Quando si dice la classe. L’Assise di Confindustria ha accolto con un applauso “liberante” Harald Espenhahn, amministratore delegato della Thyssenkrupp, di recente condannato per omicidio volontario dal Tribunale di Torino per la morte sul lavoro di 7 operai, nel dicembre 2007. Il processo ha stabilito che la Thyssen, su input del suo management, aveva intenzionalmente evitato di installare una serie di sistemi di sicurezza perché aveva già deciso di chiudere lo stabilimento torinese. Aveva perciò messo in conto i possibili “incidenti” come una normale conseguenza di questa scelta. Ergo, l’omicidio (plurimo) non è stato questa volta considerato “colposo” – e quindi con pena minima – ma “volontario”. Anzi addirittura “con dolo eventuale”.

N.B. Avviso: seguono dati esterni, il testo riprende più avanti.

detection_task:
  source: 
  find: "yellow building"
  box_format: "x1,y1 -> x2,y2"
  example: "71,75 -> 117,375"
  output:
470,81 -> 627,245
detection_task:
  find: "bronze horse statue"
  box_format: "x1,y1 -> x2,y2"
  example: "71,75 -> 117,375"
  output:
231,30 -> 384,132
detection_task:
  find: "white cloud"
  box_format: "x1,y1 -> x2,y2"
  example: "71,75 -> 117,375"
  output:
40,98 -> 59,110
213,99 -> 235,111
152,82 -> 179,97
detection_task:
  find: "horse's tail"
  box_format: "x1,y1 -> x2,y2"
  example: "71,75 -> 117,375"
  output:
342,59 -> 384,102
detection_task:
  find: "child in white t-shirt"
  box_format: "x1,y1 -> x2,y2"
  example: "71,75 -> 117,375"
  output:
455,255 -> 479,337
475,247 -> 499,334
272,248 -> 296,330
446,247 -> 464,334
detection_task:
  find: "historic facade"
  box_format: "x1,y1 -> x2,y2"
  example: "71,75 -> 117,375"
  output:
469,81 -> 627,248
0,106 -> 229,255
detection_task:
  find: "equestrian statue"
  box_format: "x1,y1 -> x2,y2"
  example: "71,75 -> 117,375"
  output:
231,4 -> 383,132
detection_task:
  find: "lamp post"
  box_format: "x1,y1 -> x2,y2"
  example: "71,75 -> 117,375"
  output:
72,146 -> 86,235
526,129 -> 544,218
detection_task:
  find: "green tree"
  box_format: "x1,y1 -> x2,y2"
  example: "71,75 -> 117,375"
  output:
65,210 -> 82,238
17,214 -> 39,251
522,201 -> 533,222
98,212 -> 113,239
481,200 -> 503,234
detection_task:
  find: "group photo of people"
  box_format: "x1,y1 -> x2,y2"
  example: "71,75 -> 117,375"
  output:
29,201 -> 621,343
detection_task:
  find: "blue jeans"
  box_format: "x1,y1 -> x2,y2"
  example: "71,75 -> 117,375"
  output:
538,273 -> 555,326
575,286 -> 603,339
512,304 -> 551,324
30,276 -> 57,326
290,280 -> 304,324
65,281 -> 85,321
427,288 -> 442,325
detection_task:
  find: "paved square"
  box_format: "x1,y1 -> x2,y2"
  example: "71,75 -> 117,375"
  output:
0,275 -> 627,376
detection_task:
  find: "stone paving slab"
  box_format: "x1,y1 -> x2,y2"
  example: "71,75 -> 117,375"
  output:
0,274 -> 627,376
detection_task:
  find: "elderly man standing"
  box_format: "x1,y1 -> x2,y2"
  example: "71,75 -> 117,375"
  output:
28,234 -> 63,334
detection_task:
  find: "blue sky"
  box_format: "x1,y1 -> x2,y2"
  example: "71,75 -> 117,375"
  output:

Gli specchiati e onesti imprenditori italici riunii in quel di Bergamo, tutto questo, lo sanno meglio di noi. Molti di loro, ogni giorno, “risparmiano” in sicurezza per incrementare profitti magri (c’è la crisi, che ci volete fare…). Ognuno di loro si è sentito sul banco degli imputati al fianco di Espenhahn. Ognuno di loro ha sentito come “intollerabile” una condanna per una cosa così ininfluente come la morte – prevista e contabilizzata sotto la voce “risarcimenti eventuali” – di sette operai.

Ognuno di loro ha voluto, con l’applauso, menifestare la propria solidarietà di classe verso un componente emerito della categoria. Quell’applauso contine uno slogan implicito: “uccidere gli operai non è reato!”